Chris Whong—a self-proclaimed urbanist, mapmaker, and data junkie—filed a Freedom of Information request that resulted in acquiring information about all 170 million taxi rides that occurred in New York City in 2013. He created a beautiful map visualization out of it that went live early Monday morning, tracking how many passengers cab drivers picked up for 30 randomly chosen days, their fares and tips.
Whong also made public the 18.7 gigabytes of data he received from his FOIA request and said it could be used to analyze anything from how passengers give tips to how the city can find a better balance of yellow cabs. In an email interview, Whong insisted his work wasn’t journalism, as it was merely a side project by an “interested citizen.” But he did acknowledge that the project and data set have some journalistic overlap: to explain something interesting (how taxi usage changes by time of day) or even to affect change, possibly by rebalancing the number or the location of yellow cabs. “There are endless possibilities,” he said. Whong gets a LAUREL, not only for creating a mesmerizing data visualization, but also for recognizing there’s more that can be done with that data.

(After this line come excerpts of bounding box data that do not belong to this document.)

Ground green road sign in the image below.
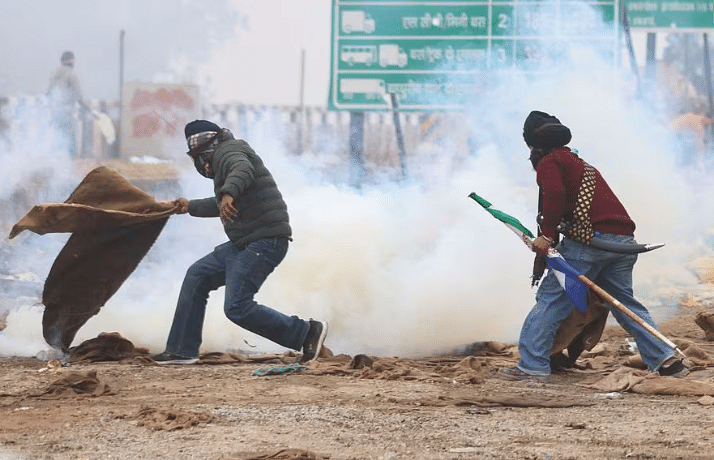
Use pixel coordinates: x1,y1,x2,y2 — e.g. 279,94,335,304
625,0,714,32
328,0,619,111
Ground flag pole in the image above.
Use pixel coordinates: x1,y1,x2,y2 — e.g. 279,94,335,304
469,193,687,358
576,274,687,358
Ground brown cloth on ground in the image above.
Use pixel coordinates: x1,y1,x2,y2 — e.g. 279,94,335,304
39,371,114,396
550,293,610,367
10,166,177,352
68,332,154,364
219,449,330,460
583,367,714,396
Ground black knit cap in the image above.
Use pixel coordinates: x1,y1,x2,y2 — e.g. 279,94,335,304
183,120,221,139
523,110,573,150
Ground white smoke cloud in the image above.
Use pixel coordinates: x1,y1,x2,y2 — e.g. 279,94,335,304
0,0,714,355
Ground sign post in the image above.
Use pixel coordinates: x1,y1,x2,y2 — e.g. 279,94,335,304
624,0,714,33
328,0,619,111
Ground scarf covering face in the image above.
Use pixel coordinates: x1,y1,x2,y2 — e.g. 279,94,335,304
523,110,573,151
186,131,219,179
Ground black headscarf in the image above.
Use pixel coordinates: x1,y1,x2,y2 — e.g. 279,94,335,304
523,110,573,169
523,110,573,150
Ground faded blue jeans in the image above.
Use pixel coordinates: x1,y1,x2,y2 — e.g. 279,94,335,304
166,238,309,358
518,233,674,375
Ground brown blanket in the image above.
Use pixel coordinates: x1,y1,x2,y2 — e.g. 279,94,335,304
10,166,176,352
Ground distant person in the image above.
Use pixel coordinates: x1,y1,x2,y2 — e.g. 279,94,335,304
499,111,688,380
47,51,84,158
153,120,327,364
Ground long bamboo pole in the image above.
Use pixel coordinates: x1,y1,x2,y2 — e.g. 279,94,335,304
578,275,687,358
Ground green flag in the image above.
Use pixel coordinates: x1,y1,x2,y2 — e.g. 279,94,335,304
469,192,535,249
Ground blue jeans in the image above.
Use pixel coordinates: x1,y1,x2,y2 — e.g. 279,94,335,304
166,238,309,358
518,233,674,375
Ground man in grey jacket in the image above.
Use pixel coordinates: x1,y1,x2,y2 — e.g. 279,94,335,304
153,120,327,364
47,51,84,158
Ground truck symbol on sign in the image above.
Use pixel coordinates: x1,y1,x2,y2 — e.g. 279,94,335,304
342,10,374,34
340,45,377,66
340,78,387,99
379,45,407,67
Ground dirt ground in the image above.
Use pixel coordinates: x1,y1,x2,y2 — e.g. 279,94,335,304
0,309,714,460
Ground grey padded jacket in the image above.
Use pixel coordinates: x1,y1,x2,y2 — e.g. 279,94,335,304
188,130,292,247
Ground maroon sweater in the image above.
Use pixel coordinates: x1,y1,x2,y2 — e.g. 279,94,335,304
536,147,635,238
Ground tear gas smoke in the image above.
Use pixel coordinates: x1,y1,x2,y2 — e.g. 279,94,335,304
0,1,714,356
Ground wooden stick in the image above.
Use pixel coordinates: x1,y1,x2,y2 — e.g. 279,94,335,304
578,275,687,358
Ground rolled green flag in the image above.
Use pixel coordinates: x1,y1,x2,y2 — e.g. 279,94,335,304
469,192,535,249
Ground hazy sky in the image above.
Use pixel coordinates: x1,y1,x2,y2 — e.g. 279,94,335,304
0,0,331,106
0,0,664,107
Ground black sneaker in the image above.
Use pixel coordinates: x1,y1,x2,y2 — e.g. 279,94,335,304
151,351,198,364
657,359,689,377
299,319,327,363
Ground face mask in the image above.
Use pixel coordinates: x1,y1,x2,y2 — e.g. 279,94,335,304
193,149,216,179
187,133,218,179
529,149,546,169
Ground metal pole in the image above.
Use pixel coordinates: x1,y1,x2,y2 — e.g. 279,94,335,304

Bloomberg Businessweek explored the use of swear words by CEOs of publicly owned companies. After a May 5 conference call with analysts in which the CEO of Scotts Miracle-Gro Co. used profanity then apologized, the magazine reviewed thousands of such calls since 2004 to see how often heads of companies swear publicly. The raw numbers actually aren’t that high—CEOs at companies that hold these calls have only used such words 254 times in the past decade. (For the curious, the S-word was used in three quarters of those cases.) What the author points out is that the use of swear words rose in the aftermath of the recession and ebbed as the economy became stronger. There may be a correlation there, but causation is difficult to conclude. The 254 swear words counted aren’t much, and the number could easily fluctuate with the addition of even one crude CEO at any relevant company. The data-based approach to covering potty talk definitely proves interesting, but the numbers don’t convincingly prove that the use of four-letter words is connected to the economic climate. As fun as this story and its accompanying infographic were, the overall project merits a DART.

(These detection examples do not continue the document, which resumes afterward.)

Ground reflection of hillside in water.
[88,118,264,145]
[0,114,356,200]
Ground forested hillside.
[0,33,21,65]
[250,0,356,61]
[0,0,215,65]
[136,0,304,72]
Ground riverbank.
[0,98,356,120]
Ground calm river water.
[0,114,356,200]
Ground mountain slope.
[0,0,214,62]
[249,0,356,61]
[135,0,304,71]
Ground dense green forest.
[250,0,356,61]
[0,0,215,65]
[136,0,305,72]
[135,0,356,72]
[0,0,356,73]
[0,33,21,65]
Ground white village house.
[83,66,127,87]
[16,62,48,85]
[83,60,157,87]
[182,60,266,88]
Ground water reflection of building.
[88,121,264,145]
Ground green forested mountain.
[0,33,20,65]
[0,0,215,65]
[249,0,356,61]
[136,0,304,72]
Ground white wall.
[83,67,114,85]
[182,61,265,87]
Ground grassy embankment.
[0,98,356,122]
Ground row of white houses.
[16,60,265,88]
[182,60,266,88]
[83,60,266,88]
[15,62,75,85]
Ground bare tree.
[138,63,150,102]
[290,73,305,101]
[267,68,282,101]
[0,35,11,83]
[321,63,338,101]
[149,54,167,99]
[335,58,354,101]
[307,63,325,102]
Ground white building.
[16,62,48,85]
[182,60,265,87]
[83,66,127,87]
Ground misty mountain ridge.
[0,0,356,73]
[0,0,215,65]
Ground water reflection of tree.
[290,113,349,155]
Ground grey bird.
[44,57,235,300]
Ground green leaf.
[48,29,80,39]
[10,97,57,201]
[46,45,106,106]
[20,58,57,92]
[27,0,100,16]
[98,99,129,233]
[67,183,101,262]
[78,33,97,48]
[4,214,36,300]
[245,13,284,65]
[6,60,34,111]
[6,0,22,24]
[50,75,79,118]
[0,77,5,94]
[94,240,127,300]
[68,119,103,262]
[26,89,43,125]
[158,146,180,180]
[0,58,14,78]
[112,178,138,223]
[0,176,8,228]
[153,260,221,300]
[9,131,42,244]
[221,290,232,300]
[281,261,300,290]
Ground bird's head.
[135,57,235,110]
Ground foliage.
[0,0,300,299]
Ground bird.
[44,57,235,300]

Last week, a Time magazine piece reported that the federal government is seeking bids to overhaul the White House bowling alley. After an ensuing uproar about the potential cost led the plans to be dropped, The Washington Post’s Wonkblog worked to find out how bowling’s popularity might have changed and where in America that popularity might be strongest. Two line graphs show that bowling popularity has dwindled over the years: a Google Trends graph and a graph culling business data from the census from 1986 to 2012. On the question of where bowling is popular, Wonkblog created an interactive map that offers two ways of visualizing the number of bowling centers in each American county: the actual count and the number of bowling alleys per capita. The maps created for this story illustrate that while Los Angeles County may have the most places to bowl, the true center of bowling popularity is in the center of the country, where there are more places to bowl per person. Offering both versions of this data helps illustrate something often missing in data journalism—raw numbers can be interesting, but comparisons can only be done by accounting for differences, in this case population. A LAUREL to Wonkblog for taking that into account.
In the last several weeks, there has been quite a bit of coverage of the 52,000 migrant Central American children who have crossed the United States border since October. In an explainer feature, The New York Times’ Haeyoun Park sliced the data to show where the children came from, where they got through the border, and when they reached the United States, accompanied by multiple clear maps and graphs. This piece gets a LAUREL for using data in an effective and comprehensive way to inform readers.